Erik Kessels on Hans Eijkelboom

From the PhotoBook Review Issue 005, Erik Kessels celebrates an early work by Hans Eijeklboom.

In anticipation of the PhotoBook Review 006 coming out in late April, we are posting our final dispatch from the PhotoBook Review Issue 005. Under the column “Out of Print SOS!”, Erik Kessels celebrates an early work by Hans Eijeklboom.

One of the most remarkable people I have come to know during the last few years is the Dutch artist and photographer Hans Eijkelboom. People might know his work from the 2007 Aperture book Paris–New York–Shanghai, which contains numerous typologies of people that Eijkelboom photographed in these cities. But there’s much more to Eijkelboom’s work. Since the 1970s he has used photography as a vehicle for his conceptual art. One of my favorite series involves photographs Eijkelboom took in different people’s houses. He rang doorbells in the afternoon, while husbands and fathers were likely absent, still at work. Together with the wife and the children that answered the door, Eijkelboom photographed himself with them, as if he was the head of the household. He did this with several families, and there is no occasion in which he looks out of place. Eijkelboom is a master at exploring and questioning identity.

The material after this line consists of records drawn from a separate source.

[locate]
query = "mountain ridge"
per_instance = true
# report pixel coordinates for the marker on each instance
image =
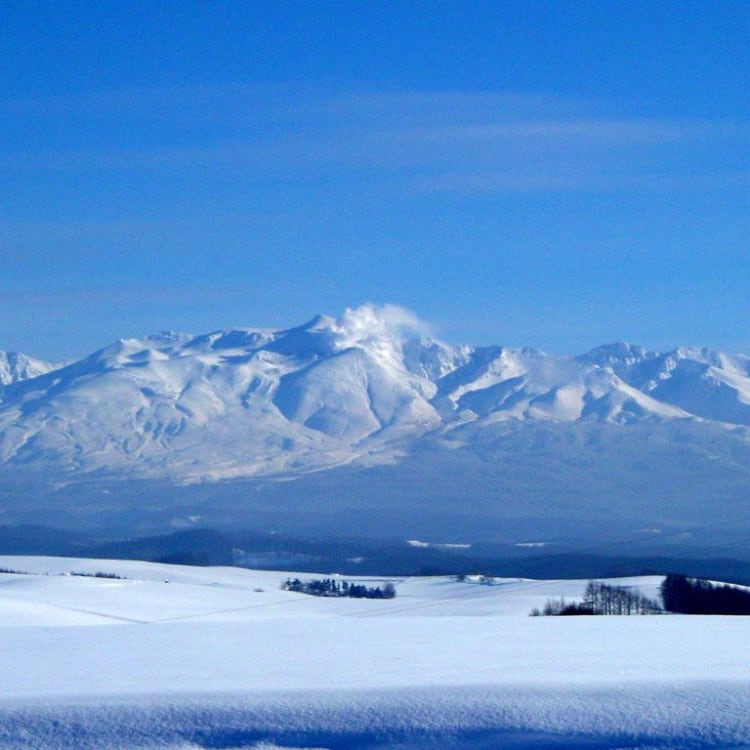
(361, 388)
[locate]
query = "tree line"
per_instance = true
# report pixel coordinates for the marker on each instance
(679, 594)
(695, 596)
(602, 599)
(332, 587)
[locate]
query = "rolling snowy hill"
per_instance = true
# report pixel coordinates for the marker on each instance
(188, 658)
(363, 405)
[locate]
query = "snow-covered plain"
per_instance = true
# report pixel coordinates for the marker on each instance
(186, 658)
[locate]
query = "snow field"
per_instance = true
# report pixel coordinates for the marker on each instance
(176, 657)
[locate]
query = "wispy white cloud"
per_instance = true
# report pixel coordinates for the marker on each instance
(422, 141)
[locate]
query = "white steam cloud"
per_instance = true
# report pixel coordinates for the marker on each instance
(370, 322)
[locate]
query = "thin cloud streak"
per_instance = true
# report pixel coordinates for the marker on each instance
(483, 142)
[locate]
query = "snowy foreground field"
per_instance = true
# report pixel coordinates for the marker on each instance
(186, 658)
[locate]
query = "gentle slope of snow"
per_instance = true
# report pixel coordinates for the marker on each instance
(218, 657)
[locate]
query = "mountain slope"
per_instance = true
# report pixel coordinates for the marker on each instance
(247, 402)
(347, 424)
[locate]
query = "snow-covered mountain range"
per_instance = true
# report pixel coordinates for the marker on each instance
(364, 390)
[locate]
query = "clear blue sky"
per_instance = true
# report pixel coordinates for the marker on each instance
(549, 174)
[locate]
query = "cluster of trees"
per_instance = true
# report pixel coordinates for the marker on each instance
(334, 588)
(694, 596)
(602, 599)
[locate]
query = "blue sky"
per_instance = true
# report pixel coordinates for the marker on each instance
(548, 174)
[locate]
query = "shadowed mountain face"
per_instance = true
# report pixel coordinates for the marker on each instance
(370, 420)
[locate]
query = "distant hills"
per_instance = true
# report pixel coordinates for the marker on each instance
(358, 420)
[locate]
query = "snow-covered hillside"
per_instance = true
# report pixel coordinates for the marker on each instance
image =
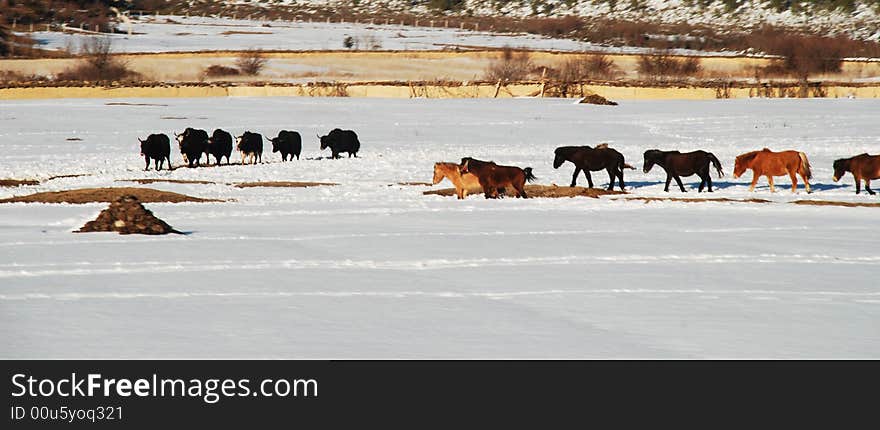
(863, 22)
(370, 268)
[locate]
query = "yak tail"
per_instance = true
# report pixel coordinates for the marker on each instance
(716, 163)
(805, 165)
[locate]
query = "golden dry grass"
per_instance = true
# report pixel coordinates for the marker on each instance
(105, 195)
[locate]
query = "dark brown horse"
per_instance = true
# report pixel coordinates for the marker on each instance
(677, 164)
(592, 159)
(492, 177)
(863, 167)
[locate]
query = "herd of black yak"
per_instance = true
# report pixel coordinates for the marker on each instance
(492, 179)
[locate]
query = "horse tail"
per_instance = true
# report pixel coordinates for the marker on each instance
(805, 165)
(716, 163)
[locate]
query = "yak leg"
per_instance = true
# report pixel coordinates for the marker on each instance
(680, 185)
(577, 171)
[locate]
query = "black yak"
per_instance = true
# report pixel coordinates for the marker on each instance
(220, 145)
(341, 141)
(287, 143)
(158, 148)
(250, 145)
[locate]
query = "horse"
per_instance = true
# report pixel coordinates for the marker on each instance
(678, 164)
(592, 159)
(768, 163)
(492, 177)
(464, 183)
(862, 166)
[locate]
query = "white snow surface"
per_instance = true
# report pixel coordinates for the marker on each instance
(373, 269)
(190, 34)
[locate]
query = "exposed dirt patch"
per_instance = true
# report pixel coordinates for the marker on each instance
(545, 191)
(18, 182)
(128, 216)
(283, 184)
(694, 200)
(170, 181)
(105, 195)
(832, 203)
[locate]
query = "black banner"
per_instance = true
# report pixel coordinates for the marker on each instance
(87, 394)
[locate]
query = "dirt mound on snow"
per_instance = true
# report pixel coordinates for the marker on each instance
(127, 216)
(17, 182)
(545, 191)
(105, 195)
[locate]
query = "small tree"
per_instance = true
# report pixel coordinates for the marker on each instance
(511, 66)
(251, 62)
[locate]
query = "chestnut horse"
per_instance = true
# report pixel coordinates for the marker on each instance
(768, 163)
(464, 183)
(862, 166)
(492, 176)
(683, 164)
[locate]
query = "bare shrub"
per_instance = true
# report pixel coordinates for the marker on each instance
(668, 66)
(251, 62)
(217, 71)
(510, 67)
(98, 63)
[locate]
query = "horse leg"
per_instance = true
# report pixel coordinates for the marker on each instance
(680, 185)
(611, 178)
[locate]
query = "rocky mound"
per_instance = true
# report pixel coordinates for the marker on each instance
(127, 216)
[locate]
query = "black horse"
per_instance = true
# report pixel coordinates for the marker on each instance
(677, 164)
(592, 159)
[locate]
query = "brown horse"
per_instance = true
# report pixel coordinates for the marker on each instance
(678, 164)
(492, 176)
(464, 183)
(768, 163)
(862, 166)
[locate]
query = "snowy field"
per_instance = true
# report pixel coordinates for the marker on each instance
(372, 269)
(179, 33)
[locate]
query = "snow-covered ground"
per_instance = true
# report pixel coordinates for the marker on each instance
(184, 34)
(372, 269)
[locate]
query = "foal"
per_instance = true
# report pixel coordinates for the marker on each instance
(492, 176)
(464, 182)
(863, 167)
(677, 164)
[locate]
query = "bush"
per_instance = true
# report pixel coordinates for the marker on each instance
(510, 67)
(98, 63)
(667, 66)
(251, 62)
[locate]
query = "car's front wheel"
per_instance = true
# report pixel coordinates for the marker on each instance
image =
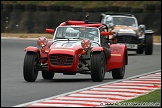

A similar project from this period is called In de Krant, which translates to Being in the Newspaper. For ten consecutive days Eijkelboom contrived a way to get a picture of himself in the same newspaper. The artist tracked a local press photographer and snuck into the frame whenever he would photograph. We see images of demonstrations, accidents, shop openings, and other locally “interesting” events. Eijkelboom succeeded at his self-appointed task; for this period, you could always find the artist in the background of some newspaper image. It was a performance that was recorded, daily and accidentally, by someone who did not know what was going on.

The newspaper pages with these photographs where brought together in a publication in 1978. Perhaps a few hundred copies were made. A project with such a strong concept and with such a great sense of humor needs to be released again to be seen by a new generation of artists and photographers. It shows that a great idea for a work will always transcend its moment.

Erik Kessels is a cofounder and creative director of the communications agency KesselsKramer. He also works as an artist, curator, and publisher in the fields of vernacular and contemporary photography.